Para Henry David Thoreau, verdadeiro ocioso é o que trabalha apenas pelo dinheiro, enganando-se a si mesmo - mais importante -, e àquele para quem trabalha ("temos de ganhar a vida amando aquilo que fazemos",p.28). Mais, "um homem eficiente e de valor faz o que pode, quer a comunidade lhe pague por isso quer não" (p.26) E o facto de quase toda a gente aceitar mudar de emprego, se fosse muito melhor remunerada ou obtivesse maior fama num outro ofício (do que aquele com está actualmente comprometido), diz muito da falta de realizações nas nossas vidas/sociedades ("mais vale um homem morrer de fome do que perder a inocência a ganhar o pão de cada dia", p.40).
Se eu passeasse por aquele bosque, durante uma manhã inteira, apreciando-o, comungando-o, participando da sua pureza e leveza, eu seria um mandrião; mas caso eu especulasse com aquele bosque, arrasando uma inteira floresta, eu seria um empreendedor. Uma vida que aposta tudo na sorte (na exploração do ouro, por exemplo), está já perdida, não se oferecendo a nada ser ("a filosofia, a poesia e a religião dessa humanidade não valem o pó de uma bufa-de-lobo", p.32).

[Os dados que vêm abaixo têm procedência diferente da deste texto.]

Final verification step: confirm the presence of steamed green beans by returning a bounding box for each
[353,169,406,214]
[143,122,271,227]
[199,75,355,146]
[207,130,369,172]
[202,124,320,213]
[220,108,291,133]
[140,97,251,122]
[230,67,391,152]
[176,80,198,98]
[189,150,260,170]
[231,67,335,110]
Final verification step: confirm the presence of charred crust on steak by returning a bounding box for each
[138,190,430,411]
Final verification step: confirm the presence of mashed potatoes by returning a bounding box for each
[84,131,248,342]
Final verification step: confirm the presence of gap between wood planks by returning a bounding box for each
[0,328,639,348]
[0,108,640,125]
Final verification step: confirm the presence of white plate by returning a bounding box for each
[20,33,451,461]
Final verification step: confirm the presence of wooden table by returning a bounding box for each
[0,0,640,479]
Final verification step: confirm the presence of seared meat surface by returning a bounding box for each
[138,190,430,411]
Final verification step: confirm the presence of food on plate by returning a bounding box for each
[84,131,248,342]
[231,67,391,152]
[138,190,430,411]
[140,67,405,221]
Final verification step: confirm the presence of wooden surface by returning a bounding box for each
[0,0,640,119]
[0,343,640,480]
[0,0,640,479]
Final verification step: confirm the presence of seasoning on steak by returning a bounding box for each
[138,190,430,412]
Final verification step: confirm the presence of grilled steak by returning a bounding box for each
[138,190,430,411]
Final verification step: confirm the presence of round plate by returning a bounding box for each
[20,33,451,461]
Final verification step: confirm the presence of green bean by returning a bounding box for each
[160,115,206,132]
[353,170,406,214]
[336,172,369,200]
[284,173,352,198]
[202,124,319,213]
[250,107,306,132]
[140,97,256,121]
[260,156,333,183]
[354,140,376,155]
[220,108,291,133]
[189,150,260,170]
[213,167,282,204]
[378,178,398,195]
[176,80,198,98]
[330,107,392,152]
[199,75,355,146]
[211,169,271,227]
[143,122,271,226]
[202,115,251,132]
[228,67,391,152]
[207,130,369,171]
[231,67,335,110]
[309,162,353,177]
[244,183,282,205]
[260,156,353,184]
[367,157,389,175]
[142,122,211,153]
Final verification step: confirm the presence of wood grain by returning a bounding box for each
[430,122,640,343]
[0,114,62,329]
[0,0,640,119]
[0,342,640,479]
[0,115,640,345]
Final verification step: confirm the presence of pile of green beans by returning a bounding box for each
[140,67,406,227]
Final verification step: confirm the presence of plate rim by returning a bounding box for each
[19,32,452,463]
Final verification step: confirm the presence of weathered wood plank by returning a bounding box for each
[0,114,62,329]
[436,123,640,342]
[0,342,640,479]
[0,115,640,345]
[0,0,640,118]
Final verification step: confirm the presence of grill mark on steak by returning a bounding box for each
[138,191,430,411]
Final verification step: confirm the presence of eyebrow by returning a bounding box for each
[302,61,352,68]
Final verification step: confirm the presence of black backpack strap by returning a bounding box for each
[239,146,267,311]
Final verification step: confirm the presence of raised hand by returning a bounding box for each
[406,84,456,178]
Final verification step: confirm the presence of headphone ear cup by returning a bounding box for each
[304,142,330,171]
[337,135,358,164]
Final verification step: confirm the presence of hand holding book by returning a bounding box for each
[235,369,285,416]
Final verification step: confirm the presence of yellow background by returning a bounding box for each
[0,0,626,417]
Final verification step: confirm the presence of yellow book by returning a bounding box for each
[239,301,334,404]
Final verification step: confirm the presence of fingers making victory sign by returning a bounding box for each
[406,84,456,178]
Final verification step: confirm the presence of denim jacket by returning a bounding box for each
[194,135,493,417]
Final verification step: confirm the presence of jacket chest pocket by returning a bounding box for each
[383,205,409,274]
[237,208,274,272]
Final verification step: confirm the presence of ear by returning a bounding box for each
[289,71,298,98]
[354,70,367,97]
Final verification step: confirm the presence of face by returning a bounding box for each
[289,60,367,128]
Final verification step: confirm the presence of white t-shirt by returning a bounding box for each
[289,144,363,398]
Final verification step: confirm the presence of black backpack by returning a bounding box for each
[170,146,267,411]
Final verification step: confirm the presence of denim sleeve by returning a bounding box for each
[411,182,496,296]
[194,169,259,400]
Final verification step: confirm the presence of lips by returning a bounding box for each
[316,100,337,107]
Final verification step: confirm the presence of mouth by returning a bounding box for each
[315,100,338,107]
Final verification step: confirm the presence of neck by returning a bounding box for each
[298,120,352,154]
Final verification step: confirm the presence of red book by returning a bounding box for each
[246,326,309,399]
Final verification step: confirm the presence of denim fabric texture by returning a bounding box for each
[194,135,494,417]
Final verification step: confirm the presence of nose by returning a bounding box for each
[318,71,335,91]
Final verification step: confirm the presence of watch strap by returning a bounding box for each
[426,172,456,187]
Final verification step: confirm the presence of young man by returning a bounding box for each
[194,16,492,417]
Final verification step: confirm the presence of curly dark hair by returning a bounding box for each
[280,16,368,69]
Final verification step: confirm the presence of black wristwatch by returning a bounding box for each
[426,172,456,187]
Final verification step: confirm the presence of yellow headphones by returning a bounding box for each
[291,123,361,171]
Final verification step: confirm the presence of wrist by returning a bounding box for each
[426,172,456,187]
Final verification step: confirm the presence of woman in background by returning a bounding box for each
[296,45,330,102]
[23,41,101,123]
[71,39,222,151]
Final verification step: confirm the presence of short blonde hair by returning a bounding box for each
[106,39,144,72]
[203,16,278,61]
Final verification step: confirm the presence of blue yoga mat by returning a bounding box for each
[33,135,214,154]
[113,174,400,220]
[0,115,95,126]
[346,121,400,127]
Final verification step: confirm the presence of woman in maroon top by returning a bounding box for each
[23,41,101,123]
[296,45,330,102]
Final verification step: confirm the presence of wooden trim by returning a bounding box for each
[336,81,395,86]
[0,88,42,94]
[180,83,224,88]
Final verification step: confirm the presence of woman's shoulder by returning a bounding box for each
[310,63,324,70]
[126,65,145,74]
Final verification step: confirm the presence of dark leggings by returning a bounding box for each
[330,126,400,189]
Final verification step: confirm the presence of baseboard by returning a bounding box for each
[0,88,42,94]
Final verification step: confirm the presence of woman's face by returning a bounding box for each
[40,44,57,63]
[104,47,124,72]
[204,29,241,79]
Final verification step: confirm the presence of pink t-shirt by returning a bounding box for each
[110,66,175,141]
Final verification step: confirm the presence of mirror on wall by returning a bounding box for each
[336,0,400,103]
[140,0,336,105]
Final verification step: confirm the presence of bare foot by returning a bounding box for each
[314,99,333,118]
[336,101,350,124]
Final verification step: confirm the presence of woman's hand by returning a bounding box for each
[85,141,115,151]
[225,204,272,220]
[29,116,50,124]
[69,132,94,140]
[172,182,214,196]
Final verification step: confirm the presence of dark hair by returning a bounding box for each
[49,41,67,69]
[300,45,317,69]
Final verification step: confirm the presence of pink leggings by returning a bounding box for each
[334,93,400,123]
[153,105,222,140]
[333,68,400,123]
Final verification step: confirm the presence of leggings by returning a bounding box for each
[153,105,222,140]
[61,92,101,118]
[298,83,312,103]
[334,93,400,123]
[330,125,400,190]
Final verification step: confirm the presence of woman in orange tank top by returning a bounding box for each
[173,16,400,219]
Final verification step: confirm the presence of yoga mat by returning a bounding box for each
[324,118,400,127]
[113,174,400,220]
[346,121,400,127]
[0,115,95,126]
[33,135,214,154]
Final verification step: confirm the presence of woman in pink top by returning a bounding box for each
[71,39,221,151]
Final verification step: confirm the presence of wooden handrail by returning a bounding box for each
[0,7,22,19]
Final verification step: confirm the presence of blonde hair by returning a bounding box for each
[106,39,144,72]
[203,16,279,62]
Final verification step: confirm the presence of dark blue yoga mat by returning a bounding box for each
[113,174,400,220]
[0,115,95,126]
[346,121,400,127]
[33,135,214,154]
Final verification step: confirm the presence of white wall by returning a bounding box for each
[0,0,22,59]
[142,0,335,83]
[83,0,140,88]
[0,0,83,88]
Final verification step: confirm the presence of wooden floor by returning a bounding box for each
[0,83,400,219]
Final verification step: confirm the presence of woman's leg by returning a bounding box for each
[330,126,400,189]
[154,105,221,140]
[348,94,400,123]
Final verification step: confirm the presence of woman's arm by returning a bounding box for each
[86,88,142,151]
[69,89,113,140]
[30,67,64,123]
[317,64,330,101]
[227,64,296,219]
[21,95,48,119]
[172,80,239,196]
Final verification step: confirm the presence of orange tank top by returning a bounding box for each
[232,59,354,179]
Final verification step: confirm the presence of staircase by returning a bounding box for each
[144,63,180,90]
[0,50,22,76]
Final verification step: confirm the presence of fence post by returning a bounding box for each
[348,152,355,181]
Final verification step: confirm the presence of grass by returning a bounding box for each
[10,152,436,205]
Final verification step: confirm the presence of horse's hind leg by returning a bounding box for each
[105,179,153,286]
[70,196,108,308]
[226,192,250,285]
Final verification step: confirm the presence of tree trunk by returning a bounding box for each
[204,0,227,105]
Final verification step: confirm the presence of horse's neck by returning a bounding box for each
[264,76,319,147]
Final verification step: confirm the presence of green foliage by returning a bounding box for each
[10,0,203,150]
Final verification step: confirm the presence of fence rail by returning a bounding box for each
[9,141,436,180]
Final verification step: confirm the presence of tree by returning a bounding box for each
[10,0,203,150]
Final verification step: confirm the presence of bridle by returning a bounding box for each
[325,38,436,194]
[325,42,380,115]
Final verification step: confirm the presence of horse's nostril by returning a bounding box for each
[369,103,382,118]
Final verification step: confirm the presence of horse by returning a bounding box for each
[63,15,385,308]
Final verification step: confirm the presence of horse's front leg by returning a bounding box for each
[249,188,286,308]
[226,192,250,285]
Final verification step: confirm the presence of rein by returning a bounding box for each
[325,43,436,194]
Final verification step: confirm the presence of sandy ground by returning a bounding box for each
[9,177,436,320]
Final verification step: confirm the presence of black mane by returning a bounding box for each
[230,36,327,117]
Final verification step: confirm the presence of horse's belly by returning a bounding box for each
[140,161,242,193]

E isto, conclui Thoreau, nesta breve conferência, impede que invistamos no essencial: "Quando queremos mais cultura do que batatas, mais esclarecimento do que guloseimas, então os grandes recursos de um mundo são explorados, e o resultado, a produção principal, não são escravos, nem operários, mas homens - esses raros frutos chamados heróis, santos, poetas, filósofos e redentores" (p.60).